WHEREAS, Homegrown Labs manufactures and wishes to supply to the Buyer those certain products more particularly set forth in Appendix A attached hereto and made a part hereof (the “Products”) on the terms and conditions set forth below; and
WHEREAS, the Buyer wishes to purchase the Products supplied in accordance with the terms of this Agreement; and
WHEREAS, from time to time, the Parties may enter into various agreements pursuant to which the Buyer shall purchase and Homegorwn Labs shall furnish additional Products; and
WHEREAS, the Parties want to establish purchasing procedures and the terms and conditions governing the above-referenced transactions;
WHEREAS, each Party is duly authorized and capable of entering into this Agreement.
NOW, THEREFORE, in consideration of the above recitals, and the mutual promises and benefits contained herein, and other good and valuable consideration, the receipt and sufficiency of which is acknowledged, the Parties hereby agree as follows:
1. AGREEMENT OF PURCHASE AND SALE.
Pursuant to the terms and conditions of this Agreement, Homegrown Labs agrees to sell to the Buyer, and the Buyer agrees to buy from the Supplier, the Products listed in Appendix A hereto, in such amounts and at such prices as agreed by the Parties.
2. MINIMUM QUANTITIES.
Buyer shall order the MOQ or minimum order quantity required for individual products, listed in Appendix A
3. DELIVERY OF PRODUCTS / SHIPPING.
Homegrown Labs shall deliver the Products to a location designated by the Buyer (the “Delivery Point”) within 7 days of receipt (unless otherwise notified of a delay) of a Purchase Order.

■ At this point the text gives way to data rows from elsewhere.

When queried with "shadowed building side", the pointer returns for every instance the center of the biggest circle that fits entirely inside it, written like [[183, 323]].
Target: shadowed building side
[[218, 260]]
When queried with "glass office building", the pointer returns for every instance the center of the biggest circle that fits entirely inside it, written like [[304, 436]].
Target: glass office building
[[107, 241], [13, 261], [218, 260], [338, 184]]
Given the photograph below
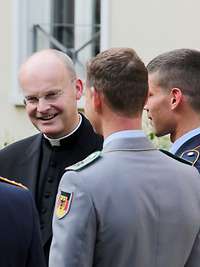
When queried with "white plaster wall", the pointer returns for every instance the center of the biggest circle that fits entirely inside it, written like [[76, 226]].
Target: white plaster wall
[[13, 120], [155, 26]]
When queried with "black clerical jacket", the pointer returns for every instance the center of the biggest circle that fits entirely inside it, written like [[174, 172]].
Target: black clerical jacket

Homegrown Labs assumes responsibility for the Products, and all risk of damage, loss, or delay of the Products, until the Products are delivered at the Delivery Point. Once the Products are at the Delivery Point, the Buyer assumes all responsibility for and risk of damage to such Products.
4. PAYMENT TERMS.
The products supplied by Homegrown Labs will be purchased up front, at the distributor’s wholesale price.
5. MARKETING OF PRODUCTS.
The Buyer will use Homegrown Lab’s trademarks or trade names both on the Products and in the advertising for the Products. Homegrown Labs will support the buyer in creating and managing effective marketing campaigns.
This Agreement may be terminated at any time, but buyer agrees to hold all remaining stock.

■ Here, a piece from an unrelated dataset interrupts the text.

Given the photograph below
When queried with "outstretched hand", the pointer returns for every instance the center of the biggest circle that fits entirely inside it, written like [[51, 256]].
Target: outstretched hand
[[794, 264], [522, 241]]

The buyer shall at all times indemnify, defend, and hold harmless Homegrown Labs against all claims, actions, damages, losses, liabilities, and expenses, including reasonable outside attorneys’ fees, arising out of or caused by any breach of any of the representations, undertakings, or agreements made by the Supplier in connection with:
a. any claim of breach of any express or implied warranty or negligence or strict liability, product liability, or similar theory in connection with the production, design, or sale
b. any claims of patent or trademark infringement, or other violation of intellectual property rights, of third persons in connection with the production, design, sale, or use of any of the Products purchased by Buyer hereunder or the use of the trademarks, trade names, logos, or other intellectual property pertaining thereto; and
c. any and all other claims and liabilities of every kind or character whatsoever arising out of, or related to, the production, design, sale, or use of the Products purchased by the Buyer hereunder, unless the same result solely from the Buyer’s gross negligence or knowing violation of law.
This Agreement may be supplemented, amended, or modified only by the mutual agreement of the Parties, and such agreement must be in writing and signed by both Parties.
20. GOVERNING LAW.
This Agreement shall be governed by the laws of the state of______________. If litigation results from or arises out of this Agreement or the performance thereof, the Parties agree to reimburse the prevailing Party’s reasonable attorneys’ fees, court costs, and all other expenses, whether or not taxable by the court as costs, in addition to any other relief to which the prevailing Party may be entitled.
21. AFFIRMATION OF THE PARTIES.
The Parties affirm that they have entered into this Agreement freely, voluntarily, and without reliance on any promises, representations, or other statements not contained in this Agreement and that they have read and understood this Agreement.